What they found was that, in their words, that “surprisingly few duplicate pairs show any evidence of sub-/neofunctionalization of expression.” The went further, stating that “the prevailing model for the evolution of gene duplicates holds that, to survive, duplicates must achieve non-redundant functions, and that this usually occurs by partitioning the expression space. However, we report here that sub-/neofunctionalization of expression occurs extremely slowly, and generally does not happen until the duplicates are separated by genomic rearrangements. Thus, in most cases long-term survival must rely on other factors.” They propose instead that “following duplication the expression levels of a gene pair evolve so that their combined expression matches the optimal level. Subsequently, the relative expression levels of the two genes evolve as a random walk, but do so slowly (33) due to constraint on their combined expression. If expression happens to become asymmetric, this reduces functional constraint on the minor gene. Subsequent accumulation of missense mutations in the minor gene may provide weak selective pressure to eventually eliminate expression of this gene, or may free the minor gene to evolve new functions.”

The Lan and Pritchard paper is the latest in a series of works that examine high-browed evolutionary theories with hard data, and that are finding reality to be far more complicated than the intuitively appealing, yet clearly inadequate, hypotheses of neo- and subfunctionalization. One of the excellent papers in the area is

Dean et al. Pervasive and Persistent Redundancy among Duplicated Genes in Yeast, PLoS Genetics, 2008.

where the authors argue that in yeast “duplicate genes do not often evolve to behave like singleton genes even after very long periods of time.” I mention this paper, from the Petrov lab, because its results are fundamentally at odds with what is arguably the first paper to provide genome-wide evidence for neofunctionalization (also in yeast):

M. Kellis, B.W. Birren and E.S. Lander, Proof and evolutionary analysis of ancient genome duplication in the yeast Saccharomyces cerevisae, Nature 2004.

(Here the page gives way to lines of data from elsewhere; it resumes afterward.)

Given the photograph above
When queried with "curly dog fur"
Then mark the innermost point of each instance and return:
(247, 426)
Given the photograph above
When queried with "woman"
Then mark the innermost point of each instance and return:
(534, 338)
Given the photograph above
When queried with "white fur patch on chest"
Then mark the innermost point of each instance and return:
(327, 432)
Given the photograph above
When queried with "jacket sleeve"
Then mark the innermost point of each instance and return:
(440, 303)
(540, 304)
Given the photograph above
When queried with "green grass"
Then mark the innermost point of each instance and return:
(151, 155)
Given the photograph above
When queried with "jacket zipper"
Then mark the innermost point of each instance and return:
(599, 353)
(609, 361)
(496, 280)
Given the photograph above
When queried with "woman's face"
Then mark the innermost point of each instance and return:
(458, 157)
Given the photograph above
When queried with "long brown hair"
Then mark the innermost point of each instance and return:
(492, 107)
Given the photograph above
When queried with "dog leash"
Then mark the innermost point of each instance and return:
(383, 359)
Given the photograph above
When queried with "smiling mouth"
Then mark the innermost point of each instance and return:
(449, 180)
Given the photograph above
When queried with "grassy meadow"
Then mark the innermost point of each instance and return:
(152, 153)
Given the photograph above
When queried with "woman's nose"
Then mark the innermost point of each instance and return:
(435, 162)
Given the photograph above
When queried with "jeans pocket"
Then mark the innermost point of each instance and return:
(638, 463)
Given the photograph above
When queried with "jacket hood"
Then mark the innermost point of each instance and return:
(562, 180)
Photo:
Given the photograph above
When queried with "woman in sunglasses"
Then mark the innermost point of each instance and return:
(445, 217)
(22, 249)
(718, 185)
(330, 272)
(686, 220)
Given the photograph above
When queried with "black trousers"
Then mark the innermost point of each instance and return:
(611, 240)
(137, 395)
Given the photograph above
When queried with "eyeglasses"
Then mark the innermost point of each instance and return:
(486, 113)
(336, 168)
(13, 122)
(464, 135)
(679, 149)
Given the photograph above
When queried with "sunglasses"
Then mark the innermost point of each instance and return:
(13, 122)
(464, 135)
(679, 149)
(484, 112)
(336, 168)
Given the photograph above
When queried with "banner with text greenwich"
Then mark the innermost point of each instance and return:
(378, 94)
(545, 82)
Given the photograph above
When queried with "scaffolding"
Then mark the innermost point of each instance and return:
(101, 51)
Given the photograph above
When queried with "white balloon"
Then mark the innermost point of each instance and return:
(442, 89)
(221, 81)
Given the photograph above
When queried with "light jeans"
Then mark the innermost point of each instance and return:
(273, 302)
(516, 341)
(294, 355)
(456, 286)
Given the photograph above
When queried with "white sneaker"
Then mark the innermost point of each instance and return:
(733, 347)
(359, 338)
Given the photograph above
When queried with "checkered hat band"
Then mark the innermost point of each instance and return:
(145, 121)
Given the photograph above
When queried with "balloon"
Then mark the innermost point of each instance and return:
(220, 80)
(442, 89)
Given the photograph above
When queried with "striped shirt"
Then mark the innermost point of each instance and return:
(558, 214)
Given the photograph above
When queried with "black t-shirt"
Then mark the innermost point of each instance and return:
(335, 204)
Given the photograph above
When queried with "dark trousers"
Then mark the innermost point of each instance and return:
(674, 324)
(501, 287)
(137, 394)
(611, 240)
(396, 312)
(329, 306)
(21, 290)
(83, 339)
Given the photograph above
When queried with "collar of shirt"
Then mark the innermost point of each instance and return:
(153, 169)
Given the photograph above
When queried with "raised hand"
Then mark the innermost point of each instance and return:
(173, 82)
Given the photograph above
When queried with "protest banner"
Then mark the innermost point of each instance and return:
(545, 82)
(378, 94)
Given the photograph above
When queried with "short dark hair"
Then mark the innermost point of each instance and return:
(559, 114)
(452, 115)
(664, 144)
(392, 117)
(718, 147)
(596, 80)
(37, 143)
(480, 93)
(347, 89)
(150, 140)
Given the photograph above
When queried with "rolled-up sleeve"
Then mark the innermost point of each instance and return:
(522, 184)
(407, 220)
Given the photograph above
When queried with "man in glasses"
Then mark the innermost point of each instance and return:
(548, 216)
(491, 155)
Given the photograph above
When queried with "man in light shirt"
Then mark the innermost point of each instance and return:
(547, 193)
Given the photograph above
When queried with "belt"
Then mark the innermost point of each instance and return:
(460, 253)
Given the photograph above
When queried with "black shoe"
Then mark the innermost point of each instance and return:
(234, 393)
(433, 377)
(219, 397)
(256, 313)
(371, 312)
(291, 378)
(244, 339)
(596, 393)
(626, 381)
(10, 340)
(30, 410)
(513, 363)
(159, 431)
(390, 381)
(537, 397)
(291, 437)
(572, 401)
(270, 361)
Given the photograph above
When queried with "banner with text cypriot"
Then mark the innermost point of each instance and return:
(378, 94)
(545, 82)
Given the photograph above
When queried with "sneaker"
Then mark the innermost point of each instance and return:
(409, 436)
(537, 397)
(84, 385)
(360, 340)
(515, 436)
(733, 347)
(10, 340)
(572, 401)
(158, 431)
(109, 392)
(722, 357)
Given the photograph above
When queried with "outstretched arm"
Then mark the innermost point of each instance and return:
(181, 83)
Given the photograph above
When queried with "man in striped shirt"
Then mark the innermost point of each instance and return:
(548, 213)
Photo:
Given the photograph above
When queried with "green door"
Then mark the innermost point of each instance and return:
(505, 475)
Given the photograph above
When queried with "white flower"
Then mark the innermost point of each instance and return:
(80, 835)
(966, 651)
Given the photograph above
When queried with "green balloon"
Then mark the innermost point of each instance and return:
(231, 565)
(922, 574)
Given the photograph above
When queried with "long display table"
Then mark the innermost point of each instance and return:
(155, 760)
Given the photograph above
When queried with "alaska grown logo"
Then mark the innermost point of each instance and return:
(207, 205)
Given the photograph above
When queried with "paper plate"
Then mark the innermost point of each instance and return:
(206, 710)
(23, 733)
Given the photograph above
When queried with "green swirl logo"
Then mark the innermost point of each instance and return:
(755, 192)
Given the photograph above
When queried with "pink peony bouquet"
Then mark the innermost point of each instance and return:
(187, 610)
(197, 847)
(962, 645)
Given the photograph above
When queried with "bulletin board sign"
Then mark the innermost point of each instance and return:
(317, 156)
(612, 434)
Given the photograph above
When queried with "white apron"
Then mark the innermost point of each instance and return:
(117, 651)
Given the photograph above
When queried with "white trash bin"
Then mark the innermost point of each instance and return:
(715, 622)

At the time, the Kellis-Birren-Lander paper was hailed as containing “work that may lead to better understanding of genetic diseases” and in the press release Kellis stated that “understanding the dynamics of genome duplication has implications in understanding disease. In certain types of cancer, for instance, cells have twice as many chromosomes as they should, and there are many other diseases linked to gene dosage and misregulation.” He added that “these processes are not much different from what happened in yeast.” and the author of the press releases added that “whole genome duplication may have allowed other organisms besides yeast to achieve evolutionary innovations in one giant leap instead of baby steps. It may account for up to 80 percent (seen this number before?) of flowering plant species and could explain why fish are the most diverse of all vertebrates.”

This all brings me to:

The challenge

In the abstract of their paper, Kellis, Birren and Lander wrote that:

Strikingly, 95% of cases of accelerated evolution involve only one member of a gene pair, providing strong support for a specific model of evolution, and allowing us to distinguish ancestral and derived functions.” [boldface by authors]
In the main text of the paper, the authors expanded on this claim, writing:

Strikingly, in nearly every case (95%), accelerated evolution was confined to only one of the two paralogues. This strongly supports the model in which one of the paralogues retained an ancestral function while the other, relieved of this selective constraint, was free to evolve more rapidly”.

The word “strikingly” suggests a result that is surprising in its statistical significance with respect to some null model the authors have in mind. The data is as follows:

The authors identified 457 duplicated gene pairs that arose by whole genome duplication (for a total of 914 genes) in yeast. Of the 457 pairs 76 showed accelerated (protein) evolution in S. cerevisiae. The term “accelerated” was defined to relate to amino acid substitution rates in S. cerevisiae, which were required to be 50% faster than those in another yeast species, K. waltii. Of the 76 genes, only four pairs were accelerated in both paralogs. Therefore 72 gene pairs showed acceleration in only one paralog (72/76 = 95%).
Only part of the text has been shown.